Dixon a singular and drolatique
anecdote concerning the bishop's college days, and he never discovered why the
prelate did not bow according to his custom when the name of Taylor was called at the next visitation. Some
people said the reason was lighted candles, but that was impossible, as the
Reverend and Honorable Smallwood Stafford, Lord Beamys's
son, who had a cure of souls in the cathedral city, was well known to burn no
end of candles, and with him the bishop was on the best of terms. Indeed the
bishop often stayed at Coplesey (pronounced "Copsey") Hall, Lord Beamys's
place in the west.
Lucian
had mentioned the name of De Carti with intention,
and had perhaps exaggerated a little Mrs. Dixon's respectful manner. He knew
such incidents cheered his father, who could never look at these subjects from
a proper point of view, and, as people said, sometimes made the strangest
remarks for a clergyman. This irreverent way of treating serious things was one
of the great bonds between father and son, but it tended to increase their
isolation. People said they would often have liked to asked Mr. Taylor to
garden-parties, and tea-parties, and other cheap entertainments, if only he had
not been such an extreme man and so queer. Indeed, a year before, Mr. Taylor
had gone to a garden-party at the Castle, Caermaen,
and had made such fun of the bishop's recent address on missions to the
Portuguese, that the Gervases and Dixons
and all who heard him were quite shocked and annoyed. And, as Mrs. Meyrick of Lanyravon observed,
his black coat was perfectly green
with age; so on the whole the Gervases did not like
to invite Mr. Taylor again. As for the son, nobody cared to have him; Mrs.
Dixon, as she said to her husband, really asked him out of charity.
"I
am afraid he seldom gets a real meal at home," she remarked, "so I
thought he would enjoy a good wholesome tea for once in a way. But he is such
an unsatisfactory boy, he would only
have one slice of that nice plain cake, and I couldn't get him to take more
than two plums. They were really quite ripe too, and boys are usually so fond
of fruit."
Thus
Lucian was forced to spend his holidays chiefly in his own company, and make
the best he could of the ripe peaches on the south wall of the rectory garden.
There was a certain corner where the heat of that hot August seemed
concentrated, reverberated from one wall to the other, and here he liked to
linger of mornings, when the mists were still thick in the valleys, "mooning,"

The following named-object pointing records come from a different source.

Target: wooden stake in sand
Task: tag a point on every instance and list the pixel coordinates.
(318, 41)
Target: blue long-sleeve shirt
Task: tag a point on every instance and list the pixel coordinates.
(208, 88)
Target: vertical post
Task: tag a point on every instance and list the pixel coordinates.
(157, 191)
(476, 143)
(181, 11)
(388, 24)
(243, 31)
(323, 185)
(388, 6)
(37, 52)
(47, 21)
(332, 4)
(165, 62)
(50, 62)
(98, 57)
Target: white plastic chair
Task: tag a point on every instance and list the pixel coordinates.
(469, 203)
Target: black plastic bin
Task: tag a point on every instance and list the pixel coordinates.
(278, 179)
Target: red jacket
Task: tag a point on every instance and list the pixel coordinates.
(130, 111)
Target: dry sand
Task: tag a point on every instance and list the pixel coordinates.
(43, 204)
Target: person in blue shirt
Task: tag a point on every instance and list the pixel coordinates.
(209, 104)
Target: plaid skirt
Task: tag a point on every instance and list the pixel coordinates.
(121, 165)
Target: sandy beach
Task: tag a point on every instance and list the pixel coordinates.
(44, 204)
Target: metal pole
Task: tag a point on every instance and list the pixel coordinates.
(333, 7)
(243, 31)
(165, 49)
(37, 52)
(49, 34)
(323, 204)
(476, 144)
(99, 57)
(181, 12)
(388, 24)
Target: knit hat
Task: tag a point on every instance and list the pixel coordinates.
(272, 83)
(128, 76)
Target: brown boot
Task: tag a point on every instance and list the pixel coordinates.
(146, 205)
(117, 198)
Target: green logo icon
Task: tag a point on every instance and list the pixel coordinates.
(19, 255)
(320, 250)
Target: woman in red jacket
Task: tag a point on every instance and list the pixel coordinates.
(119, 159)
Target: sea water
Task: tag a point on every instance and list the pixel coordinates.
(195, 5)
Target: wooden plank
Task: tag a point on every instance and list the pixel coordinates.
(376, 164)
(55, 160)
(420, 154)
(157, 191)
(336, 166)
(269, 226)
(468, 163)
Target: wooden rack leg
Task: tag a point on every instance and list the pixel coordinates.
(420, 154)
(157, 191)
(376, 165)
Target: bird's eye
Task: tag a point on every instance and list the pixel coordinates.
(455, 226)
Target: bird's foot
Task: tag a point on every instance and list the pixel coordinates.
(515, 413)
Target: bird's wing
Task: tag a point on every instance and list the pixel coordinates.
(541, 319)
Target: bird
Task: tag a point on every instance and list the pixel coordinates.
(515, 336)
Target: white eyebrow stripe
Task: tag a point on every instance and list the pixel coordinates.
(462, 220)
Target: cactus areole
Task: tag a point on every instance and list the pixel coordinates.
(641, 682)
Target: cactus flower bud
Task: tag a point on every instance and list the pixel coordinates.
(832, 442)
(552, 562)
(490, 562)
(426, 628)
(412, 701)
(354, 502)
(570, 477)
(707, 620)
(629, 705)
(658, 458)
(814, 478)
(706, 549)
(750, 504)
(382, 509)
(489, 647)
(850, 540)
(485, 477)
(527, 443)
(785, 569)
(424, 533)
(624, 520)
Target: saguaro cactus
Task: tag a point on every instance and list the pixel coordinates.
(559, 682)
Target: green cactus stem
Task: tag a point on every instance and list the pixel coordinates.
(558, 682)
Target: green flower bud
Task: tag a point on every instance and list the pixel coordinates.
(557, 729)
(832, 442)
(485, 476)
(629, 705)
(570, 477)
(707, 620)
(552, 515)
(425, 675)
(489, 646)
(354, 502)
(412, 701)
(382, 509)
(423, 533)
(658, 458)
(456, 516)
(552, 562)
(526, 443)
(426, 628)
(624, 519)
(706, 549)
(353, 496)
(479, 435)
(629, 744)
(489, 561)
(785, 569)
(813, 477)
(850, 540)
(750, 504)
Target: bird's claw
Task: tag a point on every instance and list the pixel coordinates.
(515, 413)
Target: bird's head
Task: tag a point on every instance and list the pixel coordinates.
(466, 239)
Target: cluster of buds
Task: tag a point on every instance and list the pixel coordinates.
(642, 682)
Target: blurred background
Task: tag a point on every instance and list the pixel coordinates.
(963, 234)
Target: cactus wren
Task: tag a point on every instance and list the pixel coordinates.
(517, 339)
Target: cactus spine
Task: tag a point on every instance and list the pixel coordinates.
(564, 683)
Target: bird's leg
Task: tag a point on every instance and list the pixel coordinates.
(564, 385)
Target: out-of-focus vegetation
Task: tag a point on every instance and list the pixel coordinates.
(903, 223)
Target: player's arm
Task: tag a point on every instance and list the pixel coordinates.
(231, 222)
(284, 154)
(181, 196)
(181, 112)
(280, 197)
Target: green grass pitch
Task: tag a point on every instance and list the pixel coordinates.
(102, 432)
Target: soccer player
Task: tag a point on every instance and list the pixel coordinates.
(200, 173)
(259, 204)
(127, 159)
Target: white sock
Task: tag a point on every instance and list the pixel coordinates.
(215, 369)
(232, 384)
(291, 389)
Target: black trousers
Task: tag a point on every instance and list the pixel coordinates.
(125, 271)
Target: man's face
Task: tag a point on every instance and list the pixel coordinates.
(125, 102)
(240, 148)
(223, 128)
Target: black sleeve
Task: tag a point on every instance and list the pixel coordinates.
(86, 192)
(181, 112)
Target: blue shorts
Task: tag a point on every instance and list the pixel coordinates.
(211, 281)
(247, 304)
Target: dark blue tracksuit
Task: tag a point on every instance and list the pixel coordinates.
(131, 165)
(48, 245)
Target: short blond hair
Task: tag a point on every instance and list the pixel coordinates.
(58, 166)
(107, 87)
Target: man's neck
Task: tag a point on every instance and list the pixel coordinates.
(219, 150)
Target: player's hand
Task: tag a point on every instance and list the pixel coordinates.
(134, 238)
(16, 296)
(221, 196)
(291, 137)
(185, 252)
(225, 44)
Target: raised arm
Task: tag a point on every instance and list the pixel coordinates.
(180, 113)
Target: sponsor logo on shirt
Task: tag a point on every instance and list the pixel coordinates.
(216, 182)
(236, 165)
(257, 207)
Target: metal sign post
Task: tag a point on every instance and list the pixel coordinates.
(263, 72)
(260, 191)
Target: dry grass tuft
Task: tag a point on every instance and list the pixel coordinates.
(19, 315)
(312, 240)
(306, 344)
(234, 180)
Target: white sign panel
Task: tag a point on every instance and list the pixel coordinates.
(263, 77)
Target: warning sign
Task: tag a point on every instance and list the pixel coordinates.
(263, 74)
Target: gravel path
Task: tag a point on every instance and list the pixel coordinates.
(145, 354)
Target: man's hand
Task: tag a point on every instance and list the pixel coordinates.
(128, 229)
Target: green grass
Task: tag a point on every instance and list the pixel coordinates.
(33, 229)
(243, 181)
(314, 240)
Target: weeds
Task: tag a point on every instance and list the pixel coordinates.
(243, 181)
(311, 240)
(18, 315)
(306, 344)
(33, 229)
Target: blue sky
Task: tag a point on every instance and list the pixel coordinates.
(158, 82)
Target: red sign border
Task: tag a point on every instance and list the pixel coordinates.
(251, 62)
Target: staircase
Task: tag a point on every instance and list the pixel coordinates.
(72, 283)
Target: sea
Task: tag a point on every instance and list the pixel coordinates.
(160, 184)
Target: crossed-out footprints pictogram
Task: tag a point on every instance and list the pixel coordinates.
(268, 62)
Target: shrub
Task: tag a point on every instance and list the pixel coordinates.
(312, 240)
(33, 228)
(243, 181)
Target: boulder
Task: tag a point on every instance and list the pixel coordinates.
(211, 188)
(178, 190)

meditating, extending his walk from the quince to the medlar
and back again, beside the moldering walls of mellowed brick. He was full of a
certain wonder and awe, not unmixed with a swell of strange exultation, and
wished more and more to be alone, to think over that wonderful afternoon within
the fort. In spite of himself the impression was fading; he could not
understand that feeling of mad panic terror that drove him through the thicket
and down the steep hillside; yet, he had experienced so clearly the physical
shame and reluctance of the flesh; he recollected that for a few seconds after
his awakening the sight of his own body had made him shudder and writhe as if
it had suffered some profoundest degradation. He saw before him a vision of two
forms; a faun with tingling and prickling flesh lay expectant in the sunlight,
and there was also the likeness of a miserable shamed boy, standing with
trembling body and shaking, unsteady hands. It was all confused, a procession
of blurred images, now of rapture and ecstasy, and now of terror and shame,
floating in a light that was altogether phantasmal and unreal. He dared not
approach the fort again; he lingered in the road to Caermaen
that passed behind it, but a mile away, and separated by the wild land and a
strip of wood from the towering battlements. Here he was looking over a gate
one day, doubtful and wondering, when he heard a heavy step behind him, and
glancing round quickly saw it was old Morgan of the White House.
"Good
afternoon, Master Lucian," he began. "Mr. Taylor pretty well, I
suppose? I be goin' to the house a minute; the men in
the fields are wantin' some more cider.